Isso me leva a pensar na grande oportunidade de um marketing realmente relacional. Na qual as empresas podem interagir de forma realmente humana e íntima com seus consumidores. Isso se torna ainda mais possível com o uso dos agentes de IA, sistemas autônomos que, além de preencher nossos buracos emocionais, podem resolver nossa vida e dar contas das enfadonhas tarefas da rotina (o que já é bem mais do que faz muita gente).
Neste cenário, será que as pessoas vão preferir marcas com uma “personalidade” que gostam mais? Que vão preferir comprar das marcas pelas quais sentem maior afinidade, amizade ou até amor? E, sobretudo, como criar este nível de relacionamento de forma ética?
O silencioso risco ambiental
Por trás das promessas da IA existe uma pegada energética que ninguém quer pôr no slide. Data centers que abastecem modelos generativos já consomem mais energia que países inteiros. Em algumas regiões (como no Chile e recentemente até aqui no Brasil), há brigas por acesso à água, necessária em abundância para resfriar servidores. Numa era em que “sustentabilidade” é slogan, talvez valha perguntar: o que significa inovar, quando a inovação consome o futuro?
A queda dos modelos de negócio no mkt
Os grandes grupos de propaganda correm para prometer que a IA agora é um grande diferencial de sua oferta. A WPP anunciou um investimento de £ 250 milhões por ano em IA ; o Publicis Groupe, € 300 milhões ao longo de três anos. No entanto, é quase possível escutar o ruído deste modelo de negócio desmoronar.

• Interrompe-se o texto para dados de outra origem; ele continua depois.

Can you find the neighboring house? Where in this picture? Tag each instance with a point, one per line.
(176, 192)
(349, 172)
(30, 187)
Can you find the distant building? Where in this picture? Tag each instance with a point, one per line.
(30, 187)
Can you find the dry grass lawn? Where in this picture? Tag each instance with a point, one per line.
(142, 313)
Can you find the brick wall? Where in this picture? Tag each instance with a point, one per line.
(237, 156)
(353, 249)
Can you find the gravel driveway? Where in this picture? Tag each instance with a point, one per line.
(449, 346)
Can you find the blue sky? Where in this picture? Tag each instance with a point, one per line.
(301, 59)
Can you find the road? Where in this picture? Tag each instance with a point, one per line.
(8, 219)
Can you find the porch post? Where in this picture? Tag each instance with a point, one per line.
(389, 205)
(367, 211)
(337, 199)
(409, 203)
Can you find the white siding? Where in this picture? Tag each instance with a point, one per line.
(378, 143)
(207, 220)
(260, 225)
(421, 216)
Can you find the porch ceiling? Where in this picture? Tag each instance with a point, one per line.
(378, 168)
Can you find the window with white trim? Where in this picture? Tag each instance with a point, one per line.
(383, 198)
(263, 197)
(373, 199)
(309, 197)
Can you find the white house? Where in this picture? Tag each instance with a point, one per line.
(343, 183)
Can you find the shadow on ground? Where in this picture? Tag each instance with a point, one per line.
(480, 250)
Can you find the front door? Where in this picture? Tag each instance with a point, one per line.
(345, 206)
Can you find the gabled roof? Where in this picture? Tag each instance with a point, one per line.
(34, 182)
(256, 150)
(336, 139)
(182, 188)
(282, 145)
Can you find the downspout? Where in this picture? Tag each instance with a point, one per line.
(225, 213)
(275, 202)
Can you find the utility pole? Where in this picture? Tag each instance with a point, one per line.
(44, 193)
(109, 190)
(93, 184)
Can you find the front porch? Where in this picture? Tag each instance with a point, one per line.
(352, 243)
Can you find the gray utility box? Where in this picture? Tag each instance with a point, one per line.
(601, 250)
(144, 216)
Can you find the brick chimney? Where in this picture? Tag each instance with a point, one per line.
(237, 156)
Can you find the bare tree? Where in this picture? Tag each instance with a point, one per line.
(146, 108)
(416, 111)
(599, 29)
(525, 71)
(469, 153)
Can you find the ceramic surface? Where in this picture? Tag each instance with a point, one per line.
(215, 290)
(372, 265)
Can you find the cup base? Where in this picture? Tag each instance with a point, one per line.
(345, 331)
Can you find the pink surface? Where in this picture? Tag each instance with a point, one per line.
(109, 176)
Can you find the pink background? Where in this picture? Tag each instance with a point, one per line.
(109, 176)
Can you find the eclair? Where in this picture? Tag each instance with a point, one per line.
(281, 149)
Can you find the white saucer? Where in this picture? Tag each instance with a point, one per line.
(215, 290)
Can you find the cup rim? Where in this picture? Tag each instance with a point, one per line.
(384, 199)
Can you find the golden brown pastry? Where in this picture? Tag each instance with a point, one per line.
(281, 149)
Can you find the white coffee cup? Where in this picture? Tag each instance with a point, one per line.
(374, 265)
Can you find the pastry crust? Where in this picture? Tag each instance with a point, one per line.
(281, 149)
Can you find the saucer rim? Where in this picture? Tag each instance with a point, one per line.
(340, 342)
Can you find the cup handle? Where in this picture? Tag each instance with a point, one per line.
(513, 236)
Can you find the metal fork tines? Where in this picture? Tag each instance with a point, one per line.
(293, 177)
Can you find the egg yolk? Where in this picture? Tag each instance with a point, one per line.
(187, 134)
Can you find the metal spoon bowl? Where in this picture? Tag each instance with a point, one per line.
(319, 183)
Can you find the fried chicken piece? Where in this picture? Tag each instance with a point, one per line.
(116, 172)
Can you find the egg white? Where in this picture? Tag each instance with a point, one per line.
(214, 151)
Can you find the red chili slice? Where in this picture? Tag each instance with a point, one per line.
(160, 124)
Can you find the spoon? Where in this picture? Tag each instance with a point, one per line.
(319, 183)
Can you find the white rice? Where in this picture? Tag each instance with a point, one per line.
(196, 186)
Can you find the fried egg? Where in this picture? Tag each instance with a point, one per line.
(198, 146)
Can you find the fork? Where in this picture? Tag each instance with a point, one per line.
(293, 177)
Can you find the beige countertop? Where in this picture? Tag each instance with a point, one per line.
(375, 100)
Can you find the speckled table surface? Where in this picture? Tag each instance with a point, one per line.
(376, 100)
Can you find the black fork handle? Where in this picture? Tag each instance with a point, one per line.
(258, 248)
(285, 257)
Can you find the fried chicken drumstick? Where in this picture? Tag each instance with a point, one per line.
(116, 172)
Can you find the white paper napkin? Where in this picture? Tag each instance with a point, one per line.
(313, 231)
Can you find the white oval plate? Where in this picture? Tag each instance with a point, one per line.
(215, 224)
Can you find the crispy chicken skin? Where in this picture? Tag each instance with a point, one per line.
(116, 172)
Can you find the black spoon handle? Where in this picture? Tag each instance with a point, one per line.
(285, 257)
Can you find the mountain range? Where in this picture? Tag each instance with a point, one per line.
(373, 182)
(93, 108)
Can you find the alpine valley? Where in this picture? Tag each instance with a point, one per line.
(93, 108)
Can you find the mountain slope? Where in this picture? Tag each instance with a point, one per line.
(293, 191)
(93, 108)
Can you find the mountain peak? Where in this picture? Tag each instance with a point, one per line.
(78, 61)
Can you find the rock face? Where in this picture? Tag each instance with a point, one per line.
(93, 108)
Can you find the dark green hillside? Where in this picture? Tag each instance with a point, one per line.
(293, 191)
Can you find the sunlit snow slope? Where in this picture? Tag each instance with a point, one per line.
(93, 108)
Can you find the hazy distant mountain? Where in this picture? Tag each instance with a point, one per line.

Com a capacidade de produzir conteúdo em escala e velocidade sem precedentes, tarefas que antes demandavam dias de trabalho humano agora podem ser realizadas por algoritmos em questão de minutos. Os exemplos de marcas com sistemas quase-independentes é gigante. Recentemente, a Coca-Cola lançou um sistema que torna seu Brand-Book obsoleto. O Carrefour apresentou seu próprio Marketing Studio. A MasterCard desenvolveu seu próprio sistema de monitoramento de trends.
Essa transformação questiona a lógica de cobrança baseada no tempo investido, evidenciando a necessidade de modelos que reflitam o valor entregue, não apenas o esforço despendido.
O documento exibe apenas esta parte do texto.